Given the continued uncertainty in capital markets we have taken a reducing risk approach, with the focus being on asset management of existing assets. We will look to take further risk off the table through working with our tenants to ensure we maximise occupancy, however we will consider sales of selective assets if we believe they provide too great a risk of voids in income. Subsequent reinvestment will be in assets that will provide the opportunity to grow or secure longer term income.
Portfolio Allocation
The Company is invested in a portfolio of UK commercial real estate assets that provide it with diversity of type, location, and income source. We take a top down approach to consider the macro overlay for the fund which takes into account sector exposures i.e. the strategic decision taken some years ago to be underweight retail and overweight industrial / logistics given the structural change in those sectors. In addition there is a conscious effort to diversify the tenant base with our top ten tenants’ only accounting for 32.6% of the total rent roll. Finally, once we have taken macro considerations into account, we take a bottom up approach to selecting individual assets that we believe will meet the Company’s needs.
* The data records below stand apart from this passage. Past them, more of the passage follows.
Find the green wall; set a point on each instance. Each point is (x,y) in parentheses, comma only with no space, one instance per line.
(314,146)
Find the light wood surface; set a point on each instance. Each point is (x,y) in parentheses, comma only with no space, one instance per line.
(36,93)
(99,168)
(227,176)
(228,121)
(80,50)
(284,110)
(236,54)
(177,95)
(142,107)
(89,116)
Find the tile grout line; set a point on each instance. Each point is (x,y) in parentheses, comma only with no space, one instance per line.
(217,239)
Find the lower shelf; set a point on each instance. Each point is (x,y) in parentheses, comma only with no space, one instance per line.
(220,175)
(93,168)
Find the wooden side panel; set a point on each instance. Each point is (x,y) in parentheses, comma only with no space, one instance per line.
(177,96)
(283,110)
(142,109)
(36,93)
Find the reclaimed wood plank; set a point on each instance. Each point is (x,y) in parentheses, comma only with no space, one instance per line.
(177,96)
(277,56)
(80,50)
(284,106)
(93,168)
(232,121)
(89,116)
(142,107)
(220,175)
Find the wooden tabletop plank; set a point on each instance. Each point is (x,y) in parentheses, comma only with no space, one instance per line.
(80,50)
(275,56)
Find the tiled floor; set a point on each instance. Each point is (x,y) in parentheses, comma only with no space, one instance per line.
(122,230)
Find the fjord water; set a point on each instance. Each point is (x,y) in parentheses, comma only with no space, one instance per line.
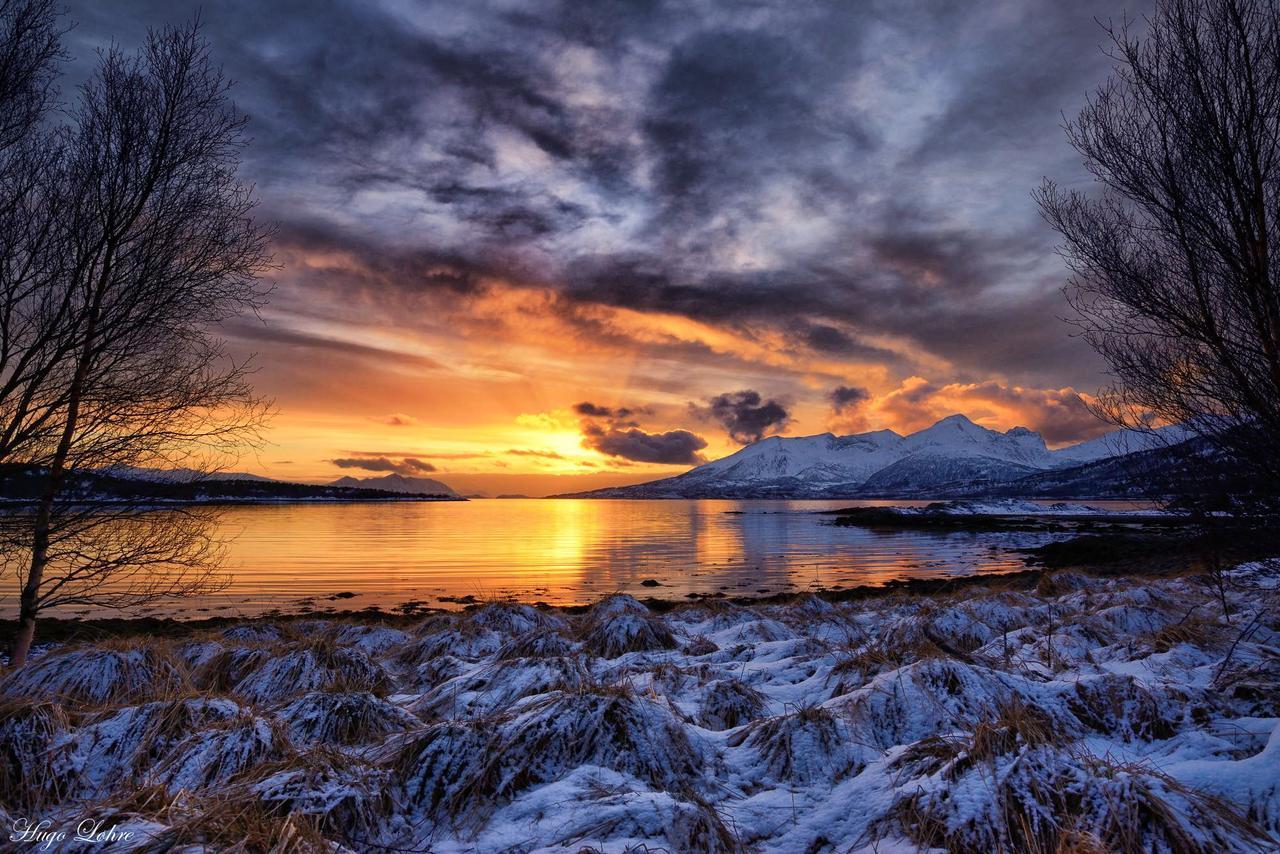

As at 30 June 2019, the Company had a 53% exposure to industrial (which includes logistics), a 31% exposure to offices, a 9% exposure to retail, and a 7% exposure to “other†(leisure and a data centre). The geographical weighting is not something we concentrate on per se, however the South East provides stronger land values and concentration of people and so often has better prospects for rental growth and tenant demand. 37% of the fund is invested in the South East, with a further 5.6% invested in Central London.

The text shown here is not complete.